Мама совсем не это хотела услышать. Она больше всего боялась рака – даже слово это не осмеливалась произнести. А теперь эта врач упоминает о раке походя – она, видите ли, поспорила!
* * *
Тем временем в университет Пенсильвании прибыли две пластиковые пробирки в пенопластовых контейнерах; их привез фургон службы доставки в специальной холодильной камере. В одной была прозрачная спинномозговая жидкость, чистая, как нефильтрованная вода; в другой – кровь, больше похожая на мочу человека, страдающего обезвоживанием (со временем красные кровяные тельца оседают на дно). На пробирки был нанесен код 0933 и мои инициалы – СК, а хранились они в морозильной камере при температуре −80, ожидая начала лабораторного анализа. В лаборатории их должен был проверить нейроонколог Джозеф Далмау – тот самый, о котором рассказывал доктор Наджар в свой первый приход и которому писала доктор Руссо с просьбой рассмотреть мой случай.
Четыре года назад, в 2005-м, в неврологическом журнале «Анналы неврологии» была опубликована статья коллектива авторов под руководством доктора Далмау.

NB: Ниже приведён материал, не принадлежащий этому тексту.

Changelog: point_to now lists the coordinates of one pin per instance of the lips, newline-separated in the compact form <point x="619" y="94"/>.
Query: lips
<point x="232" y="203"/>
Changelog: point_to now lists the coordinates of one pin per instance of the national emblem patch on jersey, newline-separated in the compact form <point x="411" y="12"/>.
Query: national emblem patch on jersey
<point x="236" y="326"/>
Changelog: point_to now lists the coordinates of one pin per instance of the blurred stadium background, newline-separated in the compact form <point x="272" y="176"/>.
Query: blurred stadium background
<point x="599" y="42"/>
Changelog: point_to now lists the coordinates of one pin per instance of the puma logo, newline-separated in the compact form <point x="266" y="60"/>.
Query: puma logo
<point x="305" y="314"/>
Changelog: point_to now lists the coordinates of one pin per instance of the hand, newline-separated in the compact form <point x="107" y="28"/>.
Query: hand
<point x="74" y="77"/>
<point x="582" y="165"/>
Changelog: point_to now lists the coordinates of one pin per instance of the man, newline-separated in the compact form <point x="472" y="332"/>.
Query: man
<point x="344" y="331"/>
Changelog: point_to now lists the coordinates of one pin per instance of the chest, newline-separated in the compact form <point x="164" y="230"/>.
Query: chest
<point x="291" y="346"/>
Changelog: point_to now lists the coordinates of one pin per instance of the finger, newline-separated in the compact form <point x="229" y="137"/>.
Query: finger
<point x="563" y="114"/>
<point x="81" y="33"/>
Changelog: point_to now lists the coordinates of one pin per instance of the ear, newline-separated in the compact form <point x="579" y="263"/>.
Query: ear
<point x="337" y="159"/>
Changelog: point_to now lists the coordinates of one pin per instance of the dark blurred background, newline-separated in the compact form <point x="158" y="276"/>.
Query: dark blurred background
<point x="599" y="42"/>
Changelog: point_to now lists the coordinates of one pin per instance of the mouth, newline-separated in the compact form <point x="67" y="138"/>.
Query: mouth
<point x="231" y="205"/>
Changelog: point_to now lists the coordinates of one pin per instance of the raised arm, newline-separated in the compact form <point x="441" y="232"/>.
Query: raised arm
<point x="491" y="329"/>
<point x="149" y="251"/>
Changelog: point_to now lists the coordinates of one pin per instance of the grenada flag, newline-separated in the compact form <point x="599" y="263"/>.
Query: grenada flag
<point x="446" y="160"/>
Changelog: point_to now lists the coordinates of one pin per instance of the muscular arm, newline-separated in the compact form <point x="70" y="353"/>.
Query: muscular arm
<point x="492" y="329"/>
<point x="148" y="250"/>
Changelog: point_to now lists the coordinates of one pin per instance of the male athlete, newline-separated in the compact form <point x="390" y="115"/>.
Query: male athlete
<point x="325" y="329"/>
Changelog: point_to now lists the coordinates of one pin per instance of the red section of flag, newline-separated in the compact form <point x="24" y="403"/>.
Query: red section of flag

В статье описывались случаи четырех молодых женщин с острыми психиатрическими симптомами и энцефалитом. У всех четырех в спинномозговой жидкости обнаружили повышенное содержание лейкоцитов; у всех четырех отмечались спутанность восприятия, нарушение памяти, галлюцинации, бред, проблемы с дыханием, и у всех четырех была особая разновидность опухоли яичников – тератома. Но главной находкой было то, что у всех четырех пациенток обнаружили одинаковые антитела, атакующие определенные отделы мозга (главным образом, гиппокамп). Это сочетание – опухоль и реакция антител – вызывало у женщин очень болезненное состояние.
Доктор Далмау заметил нечто общее у пациенток; теперь же он взялся изучать сами антитела-виновники. Он и его команда ночью и днем работали над сложнейшим экспериментом, изучая замороженные участки мозга крыс, нарезанные на тонкие, как бумага, ломтики и подвергнутые контакту со спинномозговой жидкостью четырех пациенток. Ученые надеялись, что антитела из спинномозговой жидкости свяжутся с определенным видом рецепторов в мозгу крыс, продемонстрировав характерный рисунок нейронных связей. Прежде чем им удалось наконец выявить этот рисунок, прошло восемь месяцев.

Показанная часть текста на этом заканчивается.